The signs of flooding are numerous here. Norfolk is seeing the fastest rate of rising seas on the East Coast, a combination of sinking land and climbing water. Subsidence caused by freshwater pumping, which compacts land, is responsible for about half the sea-level rise in this area, according to a report by the U.S. Geological Survey.
The rate at which water around here is rising is what scientists call linear. It’s a steady increase. The rise has accelerated over the last 50 years or so, but it’s still predictable. Flooding is different. It’s nonlinear, because it has tipping points. When the water reaches a certain level, there’s a burst of flooding events. That happens when the sea level overburdens local infrastructure, like storm sewers, basement drains and streets.
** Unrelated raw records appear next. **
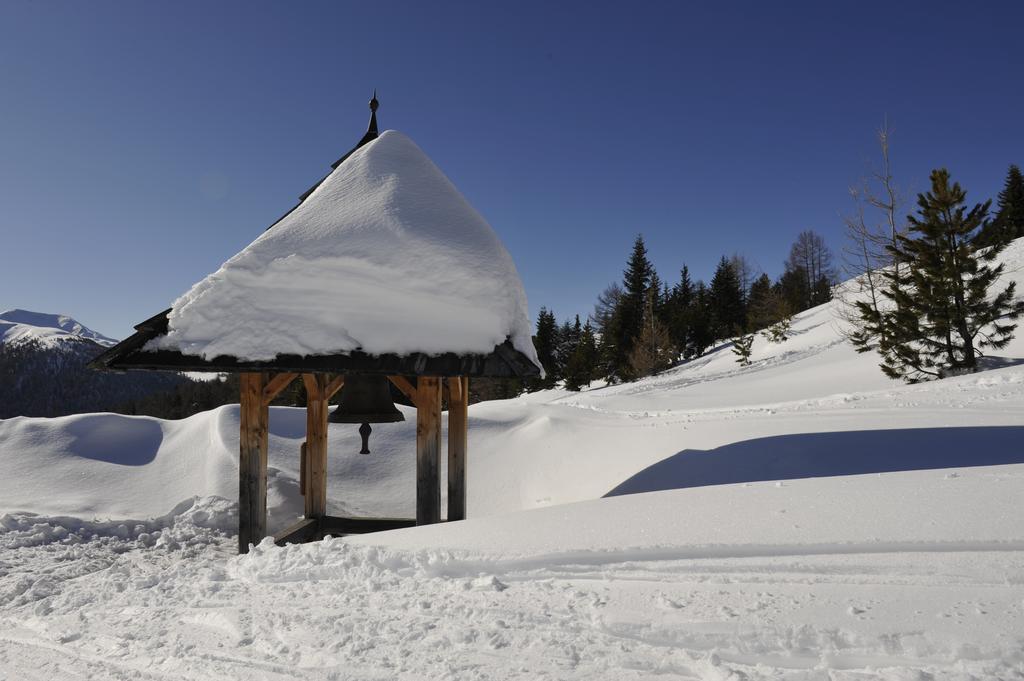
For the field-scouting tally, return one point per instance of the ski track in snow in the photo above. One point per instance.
(740, 570)
(109, 608)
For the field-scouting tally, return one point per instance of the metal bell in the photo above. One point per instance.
(366, 399)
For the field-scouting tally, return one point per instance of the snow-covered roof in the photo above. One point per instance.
(384, 256)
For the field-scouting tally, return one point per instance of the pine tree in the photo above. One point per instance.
(942, 315)
(810, 257)
(1009, 221)
(742, 346)
(546, 342)
(701, 334)
(628, 318)
(680, 309)
(761, 304)
(652, 350)
(728, 315)
(778, 332)
(582, 367)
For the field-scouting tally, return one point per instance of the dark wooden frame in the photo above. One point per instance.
(259, 388)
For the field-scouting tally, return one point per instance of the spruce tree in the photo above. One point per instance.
(942, 314)
(761, 304)
(680, 309)
(582, 367)
(652, 350)
(546, 342)
(701, 334)
(728, 315)
(1009, 221)
(742, 346)
(628, 318)
(1010, 206)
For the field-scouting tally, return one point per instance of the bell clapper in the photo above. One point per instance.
(365, 431)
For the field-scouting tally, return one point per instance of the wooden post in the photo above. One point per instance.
(315, 444)
(458, 431)
(428, 447)
(252, 461)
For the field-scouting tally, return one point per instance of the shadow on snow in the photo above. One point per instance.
(825, 455)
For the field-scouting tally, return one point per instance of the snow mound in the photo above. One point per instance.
(19, 326)
(385, 256)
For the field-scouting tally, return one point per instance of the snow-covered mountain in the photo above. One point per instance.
(20, 325)
(803, 517)
(43, 369)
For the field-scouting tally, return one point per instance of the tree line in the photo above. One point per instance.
(926, 293)
(921, 294)
(643, 325)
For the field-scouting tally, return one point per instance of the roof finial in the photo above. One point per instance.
(372, 130)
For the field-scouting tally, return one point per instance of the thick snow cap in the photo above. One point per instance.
(384, 256)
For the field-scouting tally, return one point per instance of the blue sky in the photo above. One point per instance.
(143, 143)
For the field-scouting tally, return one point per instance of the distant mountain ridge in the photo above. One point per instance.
(43, 369)
(20, 325)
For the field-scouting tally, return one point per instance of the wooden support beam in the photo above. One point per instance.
(252, 461)
(428, 447)
(406, 388)
(275, 385)
(458, 437)
(331, 524)
(334, 386)
(315, 499)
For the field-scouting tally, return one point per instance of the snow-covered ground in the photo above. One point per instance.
(49, 330)
(800, 518)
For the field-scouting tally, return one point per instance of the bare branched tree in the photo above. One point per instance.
(605, 306)
(870, 230)
(745, 270)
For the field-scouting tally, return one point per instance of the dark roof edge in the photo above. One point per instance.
(370, 135)
(504, 362)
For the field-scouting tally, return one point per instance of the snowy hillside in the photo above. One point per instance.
(803, 517)
(43, 369)
(19, 325)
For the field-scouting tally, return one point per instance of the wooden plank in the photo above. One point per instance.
(331, 524)
(316, 409)
(458, 437)
(303, 530)
(334, 386)
(428, 447)
(404, 387)
(275, 385)
(252, 461)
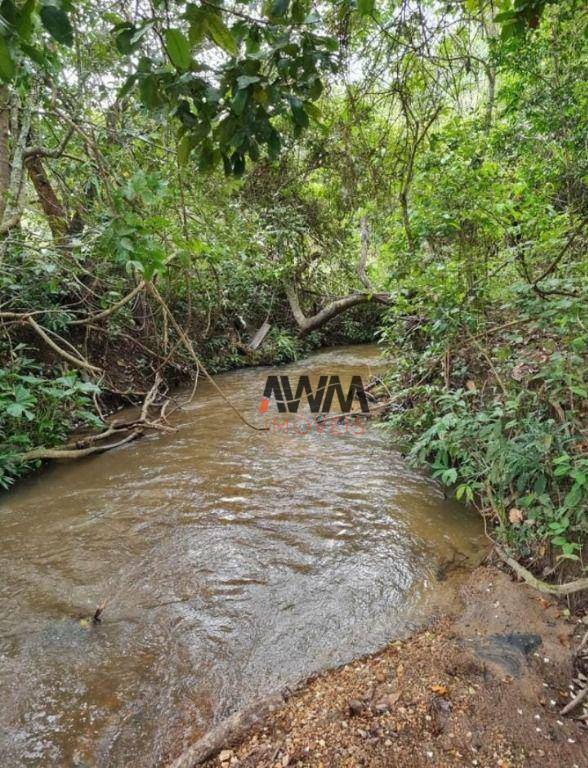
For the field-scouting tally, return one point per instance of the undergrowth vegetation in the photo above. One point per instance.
(180, 177)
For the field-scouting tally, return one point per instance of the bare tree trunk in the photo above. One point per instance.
(365, 249)
(336, 307)
(4, 148)
(52, 207)
(491, 77)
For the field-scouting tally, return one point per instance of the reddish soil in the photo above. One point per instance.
(481, 687)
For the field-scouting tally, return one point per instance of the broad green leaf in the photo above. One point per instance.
(184, 149)
(365, 7)
(279, 8)
(245, 80)
(239, 101)
(178, 48)
(57, 23)
(220, 34)
(298, 113)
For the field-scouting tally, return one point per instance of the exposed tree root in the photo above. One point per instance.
(560, 590)
(230, 730)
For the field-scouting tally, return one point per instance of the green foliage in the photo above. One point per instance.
(36, 410)
(514, 440)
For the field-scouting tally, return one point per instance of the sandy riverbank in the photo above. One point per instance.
(483, 685)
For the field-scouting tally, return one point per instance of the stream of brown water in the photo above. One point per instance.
(234, 562)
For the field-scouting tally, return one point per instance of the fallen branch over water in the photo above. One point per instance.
(561, 590)
(230, 730)
(86, 446)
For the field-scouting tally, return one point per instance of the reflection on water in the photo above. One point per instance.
(232, 561)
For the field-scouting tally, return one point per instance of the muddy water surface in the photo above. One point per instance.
(233, 562)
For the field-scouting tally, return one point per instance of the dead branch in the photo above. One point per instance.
(190, 349)
(560, 590)
(336, 307)
(230, 730)
(117, 305)
(75, 361)
(41, 454)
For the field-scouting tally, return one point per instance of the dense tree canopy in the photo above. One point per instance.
(174, 174)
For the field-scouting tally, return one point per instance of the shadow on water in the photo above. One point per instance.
(233, 562)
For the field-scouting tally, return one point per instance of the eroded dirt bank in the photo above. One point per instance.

Some say an early tipping point has already been reached.
Over the last 60 years, the number of damaging high tides has increased from a few every year to about 12 now, according to scientists with the National Oceanic and Atmospheric Administration, which monitors the Sewells Point tide gauge.
It can happen on a sunny day, when the tide exceeds its average height by about 18 inches. Throw in some rain or a heavy wind, and areas of the base and the leafy neighborhoods nearby are all but certain to see standing water on roads.
"You’re starting to get this big, exponential increase in events," said Billy Sweet, a NOAA oceanographer who studies sea-level rise in the Norfolk area. "Eventually, you’ll be touched, flooded, at some point of the day, every day of the year. That’ll be at some later date down the road."